1. sysctl dev.hdac.0.polling=1
2, sysctl hw.snd.default_unit (https://forums.freebsd.org/threads/no-sound-in-freebsd.69898/)


----------



## sidetone (May 21, 2022)

So the sound works when you set the default to another output.

On an older FreeBSD for Radeon, there was a way to set it audio out on HDMI. Someone pointed it out in these forums. However, that directory isn't there on mine now, when newer drivers are available.

Obsolete instructions:


> Edit the line "int radeon_audio" in /usr/src/sys/dev/drm2/radeon/radeon_drv.c to:
> `int radeon_audio=1`
> 
> After this, rebuild the modules only or whole kernel as typical:
> `/usr/src/sys/modules/drm2/make clean; make; make install`


Yours is an Intel, so it would have varied. Also, then, it changed the TV mode after the recompile, and I had to use the TV remote to switch it from zooming in to be the correct dimension. There's these older threads: Thread radeon-hdmi-audio-supported.50950, Thread no-audio-with-intel-kabylake-hdmi.66757.

Though in the newer driver a lot of these files are put into the same places. In FreeBSD 13.1, with the newer drivers installed, there's two files with "audio" (`grep`) in /usr/src/sys/dev/drm2/: drm_srtc_helper.c and drm_edid.c. These would be different as they don't have "int" next to this like in the older example. Perhaps there's a way to set the audio on now, without making an adjustment to the code and recompiling.

I'm curious about mode-setting as described in drm-kms(7) and drm(7).

Also, `grep -i audio /boot/modules/*ko` shows matches in those binary files. It may take assistance from someone who knows these drivers to enable audio on HDMI.


----------



## SirDice (May 23, 2022)

jisuchoi01 said:


> FreeBSD 13.0-RC3.


That's a release candidate of 13.0-RELEASE, it expired a long time ago. Even the full 13.0-RELEASE is now considered EoL as 13.1-RELEASE was recently released. Upgrade your system to 13.1-RELEASE, then see if the issue is fixed or not.

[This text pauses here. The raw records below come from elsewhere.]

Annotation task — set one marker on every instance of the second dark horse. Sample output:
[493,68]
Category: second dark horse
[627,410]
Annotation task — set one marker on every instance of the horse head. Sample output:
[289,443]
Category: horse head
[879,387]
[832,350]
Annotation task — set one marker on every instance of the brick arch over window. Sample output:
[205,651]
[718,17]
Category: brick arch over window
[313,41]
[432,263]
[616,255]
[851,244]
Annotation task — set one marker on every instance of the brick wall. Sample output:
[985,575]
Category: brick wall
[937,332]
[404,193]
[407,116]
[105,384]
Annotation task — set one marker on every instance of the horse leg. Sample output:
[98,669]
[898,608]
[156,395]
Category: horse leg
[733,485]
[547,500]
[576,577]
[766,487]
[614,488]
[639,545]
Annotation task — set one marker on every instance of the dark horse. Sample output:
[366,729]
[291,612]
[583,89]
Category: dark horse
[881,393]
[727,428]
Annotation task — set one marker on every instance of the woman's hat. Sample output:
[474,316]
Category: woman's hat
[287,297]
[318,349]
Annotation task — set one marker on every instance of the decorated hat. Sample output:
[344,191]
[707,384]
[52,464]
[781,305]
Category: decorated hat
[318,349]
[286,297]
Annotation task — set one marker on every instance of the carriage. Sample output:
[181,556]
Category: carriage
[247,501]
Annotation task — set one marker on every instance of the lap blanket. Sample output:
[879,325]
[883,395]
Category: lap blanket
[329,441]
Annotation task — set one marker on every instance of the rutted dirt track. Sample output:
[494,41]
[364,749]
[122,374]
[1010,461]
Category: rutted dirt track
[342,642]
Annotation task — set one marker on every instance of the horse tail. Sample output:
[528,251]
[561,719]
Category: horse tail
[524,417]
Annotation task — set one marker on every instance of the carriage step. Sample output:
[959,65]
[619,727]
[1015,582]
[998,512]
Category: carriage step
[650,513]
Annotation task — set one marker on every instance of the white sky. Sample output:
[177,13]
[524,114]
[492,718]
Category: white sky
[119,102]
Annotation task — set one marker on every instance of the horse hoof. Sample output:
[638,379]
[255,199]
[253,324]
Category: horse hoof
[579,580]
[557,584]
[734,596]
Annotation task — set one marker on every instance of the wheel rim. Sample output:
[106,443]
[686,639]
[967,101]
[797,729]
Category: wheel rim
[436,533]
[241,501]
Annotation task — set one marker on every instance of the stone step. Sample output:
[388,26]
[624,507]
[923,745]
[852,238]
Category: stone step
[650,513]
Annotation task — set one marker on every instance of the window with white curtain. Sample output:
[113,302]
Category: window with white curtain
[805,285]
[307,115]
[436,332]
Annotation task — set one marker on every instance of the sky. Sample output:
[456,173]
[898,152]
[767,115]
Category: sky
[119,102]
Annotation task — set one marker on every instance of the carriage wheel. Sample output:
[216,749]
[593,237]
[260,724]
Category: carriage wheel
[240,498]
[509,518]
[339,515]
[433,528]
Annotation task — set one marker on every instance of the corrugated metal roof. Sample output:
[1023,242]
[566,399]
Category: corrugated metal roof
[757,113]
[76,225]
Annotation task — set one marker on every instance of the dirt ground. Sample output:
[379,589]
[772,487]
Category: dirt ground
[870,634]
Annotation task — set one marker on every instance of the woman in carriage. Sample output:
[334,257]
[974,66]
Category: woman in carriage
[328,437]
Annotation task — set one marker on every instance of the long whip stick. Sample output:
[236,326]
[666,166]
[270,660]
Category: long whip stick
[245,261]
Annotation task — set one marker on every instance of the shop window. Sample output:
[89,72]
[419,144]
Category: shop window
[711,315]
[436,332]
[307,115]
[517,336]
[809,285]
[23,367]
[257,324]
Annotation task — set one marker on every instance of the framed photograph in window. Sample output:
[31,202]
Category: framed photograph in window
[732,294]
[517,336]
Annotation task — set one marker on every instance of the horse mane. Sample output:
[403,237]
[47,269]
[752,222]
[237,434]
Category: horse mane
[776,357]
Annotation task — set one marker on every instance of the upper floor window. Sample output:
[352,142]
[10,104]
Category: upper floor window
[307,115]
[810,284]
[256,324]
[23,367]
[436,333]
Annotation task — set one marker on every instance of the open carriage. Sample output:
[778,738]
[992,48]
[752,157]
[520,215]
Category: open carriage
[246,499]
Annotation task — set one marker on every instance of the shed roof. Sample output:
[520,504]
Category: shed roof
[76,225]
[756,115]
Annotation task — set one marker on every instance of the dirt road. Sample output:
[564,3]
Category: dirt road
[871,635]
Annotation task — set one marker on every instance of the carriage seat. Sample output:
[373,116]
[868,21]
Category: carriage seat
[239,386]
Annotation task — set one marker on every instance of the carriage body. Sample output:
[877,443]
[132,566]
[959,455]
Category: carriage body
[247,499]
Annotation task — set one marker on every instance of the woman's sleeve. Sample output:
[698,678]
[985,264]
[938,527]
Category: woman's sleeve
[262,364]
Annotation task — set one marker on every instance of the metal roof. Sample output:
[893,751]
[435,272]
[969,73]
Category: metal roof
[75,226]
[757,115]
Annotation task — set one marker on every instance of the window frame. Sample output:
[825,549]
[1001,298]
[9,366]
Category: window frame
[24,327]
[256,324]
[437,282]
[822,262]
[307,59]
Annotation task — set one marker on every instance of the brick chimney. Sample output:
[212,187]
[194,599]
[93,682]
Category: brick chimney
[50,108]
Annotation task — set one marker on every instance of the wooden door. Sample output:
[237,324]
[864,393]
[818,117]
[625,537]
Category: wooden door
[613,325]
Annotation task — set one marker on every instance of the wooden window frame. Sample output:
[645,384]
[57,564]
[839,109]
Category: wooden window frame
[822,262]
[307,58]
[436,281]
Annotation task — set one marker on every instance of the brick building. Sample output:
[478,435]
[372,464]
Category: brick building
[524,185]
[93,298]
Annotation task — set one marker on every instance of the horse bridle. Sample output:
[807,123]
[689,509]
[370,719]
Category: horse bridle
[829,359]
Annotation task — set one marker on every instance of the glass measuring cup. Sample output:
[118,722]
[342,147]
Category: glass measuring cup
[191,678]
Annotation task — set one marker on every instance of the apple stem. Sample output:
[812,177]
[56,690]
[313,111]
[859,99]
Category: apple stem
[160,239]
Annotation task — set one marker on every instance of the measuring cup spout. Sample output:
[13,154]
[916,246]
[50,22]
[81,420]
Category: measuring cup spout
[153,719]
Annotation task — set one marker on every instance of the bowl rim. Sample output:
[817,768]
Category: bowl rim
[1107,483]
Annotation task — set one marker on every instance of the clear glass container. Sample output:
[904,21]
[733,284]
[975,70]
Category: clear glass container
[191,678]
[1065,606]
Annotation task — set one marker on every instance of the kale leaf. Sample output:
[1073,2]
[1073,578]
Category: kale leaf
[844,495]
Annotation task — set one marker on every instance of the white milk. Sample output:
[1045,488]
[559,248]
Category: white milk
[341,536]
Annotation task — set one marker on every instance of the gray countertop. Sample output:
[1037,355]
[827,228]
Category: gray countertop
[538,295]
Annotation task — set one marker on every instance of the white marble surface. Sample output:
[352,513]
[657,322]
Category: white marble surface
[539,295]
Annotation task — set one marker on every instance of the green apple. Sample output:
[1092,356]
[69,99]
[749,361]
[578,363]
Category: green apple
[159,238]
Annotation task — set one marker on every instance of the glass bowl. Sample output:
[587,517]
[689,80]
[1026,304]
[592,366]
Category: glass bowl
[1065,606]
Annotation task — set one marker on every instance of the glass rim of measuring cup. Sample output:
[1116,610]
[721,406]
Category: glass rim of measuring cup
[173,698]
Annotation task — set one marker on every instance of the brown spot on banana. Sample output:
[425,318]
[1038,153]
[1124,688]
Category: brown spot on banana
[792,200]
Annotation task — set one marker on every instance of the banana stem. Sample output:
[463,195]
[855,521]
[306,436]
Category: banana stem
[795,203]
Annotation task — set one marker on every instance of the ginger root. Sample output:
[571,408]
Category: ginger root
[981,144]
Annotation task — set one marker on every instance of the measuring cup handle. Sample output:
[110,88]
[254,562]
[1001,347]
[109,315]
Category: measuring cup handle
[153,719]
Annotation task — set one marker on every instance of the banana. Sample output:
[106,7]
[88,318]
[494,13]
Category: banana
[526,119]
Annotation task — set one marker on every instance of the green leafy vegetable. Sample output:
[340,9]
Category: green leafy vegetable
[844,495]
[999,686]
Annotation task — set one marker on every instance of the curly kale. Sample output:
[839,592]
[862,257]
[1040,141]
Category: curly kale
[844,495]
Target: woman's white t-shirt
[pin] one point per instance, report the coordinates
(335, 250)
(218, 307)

						Topics about unsupported FreeBSD versions
					

The FreeBSD Forums cater primarily to end-users and systems administrators. As such, the Forums focus almost exclusively on FreeBSD versions that are officially supported according to the official FreeBSD website. Since resources are scarce, the FreeBSD Forums strongly suggest that anyone asking...




					forums.freebsd.org


----------



## grahamperrin@ (May 24, 2022)

SirDice said:


> 13.0-RELEASE is now considered EoL



Not quite. It's expected to live for at least three more months: <https://www.freebsd.org/security/#sup>.


----------



## SirDice (May 24, 2022)

grahamperrin said:


> Not quite. It's expected to live for at least three more months


It's effectively EoL, bugs aren't going to be fixed. Issues with it aren't going to be resolved. You will be told to upgrade first.


----------